When the vine reaches the top (the initially planted vine takes 3-4 months for this) the terminal bud is nipped off and the stem is crushed at about three nodes above the base, in order to activate the axillary buds. After about 10 days, each vine is cut at the crushed point and removed from the rooting medium and each node is separated (Fig. 4.1.1b). The nodal cutting with the bunch of roots intact is planted in polybags filled with pot mixture. Care should be taken to keep the axil above the soil. The polybags should be kept in a cool humid place, or should be covered with thin polythene (200 gauge) sheet to retain high humidity. The buds start developing in about three weeks and then the polybags can be shifted to partial shade. The stumps regenerate giving out one or two shoots each and they also can be trained as in the earlier case.
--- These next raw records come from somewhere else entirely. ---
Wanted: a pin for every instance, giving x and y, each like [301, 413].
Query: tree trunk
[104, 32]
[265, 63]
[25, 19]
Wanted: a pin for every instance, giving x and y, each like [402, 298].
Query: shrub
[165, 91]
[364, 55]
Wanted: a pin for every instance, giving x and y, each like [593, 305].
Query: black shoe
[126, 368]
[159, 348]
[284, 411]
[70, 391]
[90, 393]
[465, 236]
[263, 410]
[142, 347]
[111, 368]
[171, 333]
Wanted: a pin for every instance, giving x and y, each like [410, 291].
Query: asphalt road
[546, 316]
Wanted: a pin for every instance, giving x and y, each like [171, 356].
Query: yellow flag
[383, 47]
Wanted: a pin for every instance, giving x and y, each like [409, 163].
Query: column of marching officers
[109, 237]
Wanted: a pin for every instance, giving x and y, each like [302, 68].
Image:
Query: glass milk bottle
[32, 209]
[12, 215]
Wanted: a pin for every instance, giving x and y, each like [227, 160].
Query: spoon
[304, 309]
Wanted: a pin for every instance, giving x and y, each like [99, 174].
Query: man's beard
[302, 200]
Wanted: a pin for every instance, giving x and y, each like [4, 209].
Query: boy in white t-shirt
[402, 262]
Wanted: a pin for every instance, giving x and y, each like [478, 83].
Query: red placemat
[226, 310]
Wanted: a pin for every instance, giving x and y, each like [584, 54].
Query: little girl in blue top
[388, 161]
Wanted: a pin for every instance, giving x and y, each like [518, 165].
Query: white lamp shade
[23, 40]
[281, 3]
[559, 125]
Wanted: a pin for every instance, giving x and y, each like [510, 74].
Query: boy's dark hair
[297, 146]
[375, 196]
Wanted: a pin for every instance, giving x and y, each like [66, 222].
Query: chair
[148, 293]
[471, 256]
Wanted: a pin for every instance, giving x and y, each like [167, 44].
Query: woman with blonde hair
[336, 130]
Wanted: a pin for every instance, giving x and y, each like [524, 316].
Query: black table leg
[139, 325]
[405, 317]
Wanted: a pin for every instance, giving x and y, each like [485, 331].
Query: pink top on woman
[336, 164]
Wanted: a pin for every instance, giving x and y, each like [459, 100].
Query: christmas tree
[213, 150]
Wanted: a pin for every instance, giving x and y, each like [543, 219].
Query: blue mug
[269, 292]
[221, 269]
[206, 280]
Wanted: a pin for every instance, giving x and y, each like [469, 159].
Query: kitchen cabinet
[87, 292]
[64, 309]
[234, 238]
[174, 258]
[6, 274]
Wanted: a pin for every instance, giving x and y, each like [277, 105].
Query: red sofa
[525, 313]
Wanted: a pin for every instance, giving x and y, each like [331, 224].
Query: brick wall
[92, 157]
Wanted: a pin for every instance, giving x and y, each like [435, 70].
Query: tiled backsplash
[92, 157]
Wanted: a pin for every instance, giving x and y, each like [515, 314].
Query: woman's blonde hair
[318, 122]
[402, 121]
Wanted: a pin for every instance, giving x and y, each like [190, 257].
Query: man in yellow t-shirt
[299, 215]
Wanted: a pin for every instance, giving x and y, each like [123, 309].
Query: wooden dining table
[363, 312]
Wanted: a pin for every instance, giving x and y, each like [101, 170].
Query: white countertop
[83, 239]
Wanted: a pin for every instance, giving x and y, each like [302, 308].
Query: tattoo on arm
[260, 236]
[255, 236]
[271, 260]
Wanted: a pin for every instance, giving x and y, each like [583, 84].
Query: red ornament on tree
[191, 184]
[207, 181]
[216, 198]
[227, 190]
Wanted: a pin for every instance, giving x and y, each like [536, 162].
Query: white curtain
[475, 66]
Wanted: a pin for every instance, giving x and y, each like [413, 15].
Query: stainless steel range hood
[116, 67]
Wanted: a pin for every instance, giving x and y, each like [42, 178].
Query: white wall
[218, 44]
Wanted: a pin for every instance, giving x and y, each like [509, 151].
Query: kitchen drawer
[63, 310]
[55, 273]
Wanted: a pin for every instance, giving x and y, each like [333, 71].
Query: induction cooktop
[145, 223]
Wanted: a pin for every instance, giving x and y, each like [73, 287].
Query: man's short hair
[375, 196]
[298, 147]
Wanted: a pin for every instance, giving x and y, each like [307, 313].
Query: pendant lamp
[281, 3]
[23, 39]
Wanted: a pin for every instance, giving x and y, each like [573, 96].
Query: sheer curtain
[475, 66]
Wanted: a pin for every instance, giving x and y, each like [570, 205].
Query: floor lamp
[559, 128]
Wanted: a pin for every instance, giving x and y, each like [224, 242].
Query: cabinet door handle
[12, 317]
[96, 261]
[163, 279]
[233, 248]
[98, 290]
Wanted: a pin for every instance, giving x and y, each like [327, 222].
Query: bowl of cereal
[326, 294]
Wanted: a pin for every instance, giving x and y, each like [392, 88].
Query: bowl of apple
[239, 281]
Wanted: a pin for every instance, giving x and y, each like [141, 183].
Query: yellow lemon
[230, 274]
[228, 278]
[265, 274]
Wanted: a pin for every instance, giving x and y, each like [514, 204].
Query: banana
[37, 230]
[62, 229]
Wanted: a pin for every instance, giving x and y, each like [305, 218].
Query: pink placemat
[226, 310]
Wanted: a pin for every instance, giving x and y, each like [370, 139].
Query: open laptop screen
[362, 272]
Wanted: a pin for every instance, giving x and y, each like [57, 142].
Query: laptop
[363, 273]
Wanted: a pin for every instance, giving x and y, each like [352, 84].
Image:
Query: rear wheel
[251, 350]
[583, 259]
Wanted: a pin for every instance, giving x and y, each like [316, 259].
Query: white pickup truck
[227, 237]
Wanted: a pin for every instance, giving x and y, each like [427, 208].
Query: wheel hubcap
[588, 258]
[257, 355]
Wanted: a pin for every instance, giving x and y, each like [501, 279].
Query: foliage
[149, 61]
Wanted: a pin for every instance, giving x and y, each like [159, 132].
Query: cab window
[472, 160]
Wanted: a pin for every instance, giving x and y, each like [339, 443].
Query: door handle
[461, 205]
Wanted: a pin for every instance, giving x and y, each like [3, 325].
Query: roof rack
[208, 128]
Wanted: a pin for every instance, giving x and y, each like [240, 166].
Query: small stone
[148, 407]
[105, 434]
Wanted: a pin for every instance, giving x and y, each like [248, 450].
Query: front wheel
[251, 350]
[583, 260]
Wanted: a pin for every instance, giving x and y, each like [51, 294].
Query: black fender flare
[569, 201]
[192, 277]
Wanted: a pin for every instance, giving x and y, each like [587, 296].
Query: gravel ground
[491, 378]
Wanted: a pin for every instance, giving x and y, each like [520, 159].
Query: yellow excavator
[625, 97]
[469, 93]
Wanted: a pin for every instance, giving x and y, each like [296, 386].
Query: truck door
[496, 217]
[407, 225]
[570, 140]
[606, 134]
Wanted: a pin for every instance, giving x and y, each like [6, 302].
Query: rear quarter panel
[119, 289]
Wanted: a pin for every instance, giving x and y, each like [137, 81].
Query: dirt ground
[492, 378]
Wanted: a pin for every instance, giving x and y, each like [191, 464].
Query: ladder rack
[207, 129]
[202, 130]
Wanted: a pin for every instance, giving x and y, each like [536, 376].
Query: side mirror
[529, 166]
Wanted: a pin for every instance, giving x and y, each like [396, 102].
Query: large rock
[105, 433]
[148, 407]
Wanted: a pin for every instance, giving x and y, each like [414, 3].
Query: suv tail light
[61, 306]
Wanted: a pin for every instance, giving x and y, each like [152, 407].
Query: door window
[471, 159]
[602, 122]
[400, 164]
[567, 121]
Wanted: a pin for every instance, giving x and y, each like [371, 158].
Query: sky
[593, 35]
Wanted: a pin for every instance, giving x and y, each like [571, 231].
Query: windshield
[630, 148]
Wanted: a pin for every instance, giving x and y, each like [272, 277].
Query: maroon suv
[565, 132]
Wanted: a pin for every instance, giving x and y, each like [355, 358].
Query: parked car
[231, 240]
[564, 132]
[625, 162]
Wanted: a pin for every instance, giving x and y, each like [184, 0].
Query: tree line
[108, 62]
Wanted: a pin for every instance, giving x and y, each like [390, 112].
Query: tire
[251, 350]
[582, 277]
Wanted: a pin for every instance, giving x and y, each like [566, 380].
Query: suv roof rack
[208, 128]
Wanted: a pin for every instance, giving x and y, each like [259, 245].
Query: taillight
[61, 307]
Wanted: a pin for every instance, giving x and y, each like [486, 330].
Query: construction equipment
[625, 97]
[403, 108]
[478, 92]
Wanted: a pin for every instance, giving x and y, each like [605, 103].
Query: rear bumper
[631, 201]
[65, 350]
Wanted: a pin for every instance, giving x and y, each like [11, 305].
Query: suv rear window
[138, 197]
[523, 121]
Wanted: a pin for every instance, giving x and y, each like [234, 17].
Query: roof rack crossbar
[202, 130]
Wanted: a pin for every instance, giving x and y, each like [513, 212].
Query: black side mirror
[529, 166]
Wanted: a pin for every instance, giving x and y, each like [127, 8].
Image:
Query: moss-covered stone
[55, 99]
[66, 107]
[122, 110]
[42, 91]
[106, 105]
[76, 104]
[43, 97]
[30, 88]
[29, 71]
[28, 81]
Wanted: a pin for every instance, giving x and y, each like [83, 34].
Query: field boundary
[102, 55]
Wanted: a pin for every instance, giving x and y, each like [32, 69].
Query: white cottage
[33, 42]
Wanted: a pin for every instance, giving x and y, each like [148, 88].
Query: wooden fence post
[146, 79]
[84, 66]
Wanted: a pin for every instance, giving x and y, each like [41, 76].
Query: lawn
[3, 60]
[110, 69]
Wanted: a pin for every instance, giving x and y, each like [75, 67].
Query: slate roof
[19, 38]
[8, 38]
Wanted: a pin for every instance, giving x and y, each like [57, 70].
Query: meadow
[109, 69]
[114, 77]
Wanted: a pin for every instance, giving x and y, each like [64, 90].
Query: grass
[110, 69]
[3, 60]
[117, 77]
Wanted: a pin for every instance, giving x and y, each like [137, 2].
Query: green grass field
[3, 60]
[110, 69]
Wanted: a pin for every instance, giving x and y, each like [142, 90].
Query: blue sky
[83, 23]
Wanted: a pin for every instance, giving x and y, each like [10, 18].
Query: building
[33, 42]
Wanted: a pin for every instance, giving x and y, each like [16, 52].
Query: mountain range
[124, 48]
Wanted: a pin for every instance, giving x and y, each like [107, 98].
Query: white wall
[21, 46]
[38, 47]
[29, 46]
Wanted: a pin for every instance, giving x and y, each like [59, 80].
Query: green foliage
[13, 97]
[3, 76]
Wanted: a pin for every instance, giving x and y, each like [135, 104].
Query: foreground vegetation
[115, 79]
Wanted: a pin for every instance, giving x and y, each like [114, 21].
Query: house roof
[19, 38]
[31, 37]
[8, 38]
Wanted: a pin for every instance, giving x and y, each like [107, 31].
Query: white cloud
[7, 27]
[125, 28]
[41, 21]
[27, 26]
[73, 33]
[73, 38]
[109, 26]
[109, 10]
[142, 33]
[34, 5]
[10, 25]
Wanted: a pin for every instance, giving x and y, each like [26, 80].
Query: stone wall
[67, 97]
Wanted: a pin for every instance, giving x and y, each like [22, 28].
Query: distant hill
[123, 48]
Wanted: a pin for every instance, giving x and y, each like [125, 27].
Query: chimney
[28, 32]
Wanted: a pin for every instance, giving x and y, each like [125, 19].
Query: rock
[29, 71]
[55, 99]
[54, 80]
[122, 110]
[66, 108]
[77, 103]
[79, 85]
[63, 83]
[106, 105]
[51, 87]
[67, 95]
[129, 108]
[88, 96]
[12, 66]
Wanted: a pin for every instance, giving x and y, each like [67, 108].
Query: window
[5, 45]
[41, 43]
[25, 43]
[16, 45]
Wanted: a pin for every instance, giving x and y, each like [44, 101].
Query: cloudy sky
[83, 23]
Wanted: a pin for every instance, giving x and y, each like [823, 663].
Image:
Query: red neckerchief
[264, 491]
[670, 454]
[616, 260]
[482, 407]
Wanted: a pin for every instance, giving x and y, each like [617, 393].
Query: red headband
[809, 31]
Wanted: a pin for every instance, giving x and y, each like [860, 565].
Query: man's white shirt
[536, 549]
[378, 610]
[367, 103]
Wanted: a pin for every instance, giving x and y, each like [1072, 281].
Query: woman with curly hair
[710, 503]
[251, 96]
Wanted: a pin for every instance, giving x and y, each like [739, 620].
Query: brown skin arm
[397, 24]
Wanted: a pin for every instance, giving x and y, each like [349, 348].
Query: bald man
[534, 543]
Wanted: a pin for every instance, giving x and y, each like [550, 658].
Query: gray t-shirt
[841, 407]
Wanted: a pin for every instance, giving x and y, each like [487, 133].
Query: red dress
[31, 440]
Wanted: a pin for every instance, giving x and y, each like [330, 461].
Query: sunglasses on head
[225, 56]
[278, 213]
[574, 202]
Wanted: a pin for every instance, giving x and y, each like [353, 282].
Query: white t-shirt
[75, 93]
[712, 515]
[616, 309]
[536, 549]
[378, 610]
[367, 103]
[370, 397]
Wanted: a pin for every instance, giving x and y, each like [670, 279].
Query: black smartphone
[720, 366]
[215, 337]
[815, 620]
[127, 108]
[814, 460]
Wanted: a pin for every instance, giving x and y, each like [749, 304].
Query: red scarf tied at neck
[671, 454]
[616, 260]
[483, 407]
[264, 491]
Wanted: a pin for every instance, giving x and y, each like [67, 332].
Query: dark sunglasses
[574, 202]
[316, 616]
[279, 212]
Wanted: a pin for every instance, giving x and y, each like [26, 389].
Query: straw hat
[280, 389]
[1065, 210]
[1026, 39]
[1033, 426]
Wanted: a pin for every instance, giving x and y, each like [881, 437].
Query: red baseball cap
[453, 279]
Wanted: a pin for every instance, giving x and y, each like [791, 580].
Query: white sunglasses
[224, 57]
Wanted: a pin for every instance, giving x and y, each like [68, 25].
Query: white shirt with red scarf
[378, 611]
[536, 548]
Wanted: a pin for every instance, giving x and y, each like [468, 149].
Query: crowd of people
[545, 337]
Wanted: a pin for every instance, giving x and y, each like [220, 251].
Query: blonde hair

Thus continuous regeneration and harvesting of rooted cuttings can be possible. About four harvests can be taken in an year, giving a multiplication rate of about 1:40 in a year. The advantages of this method are: multiplication is rapid (1:40), the root system is well developed and better field establishment and more vigorous growth as a result of better root system and the propagation is a continuous process. In Malaysia, Ghawas and Miswan (1984) could get on an average 54 rooted cuttings using the above method where top soil plus coconut husk was used as the rooting medium.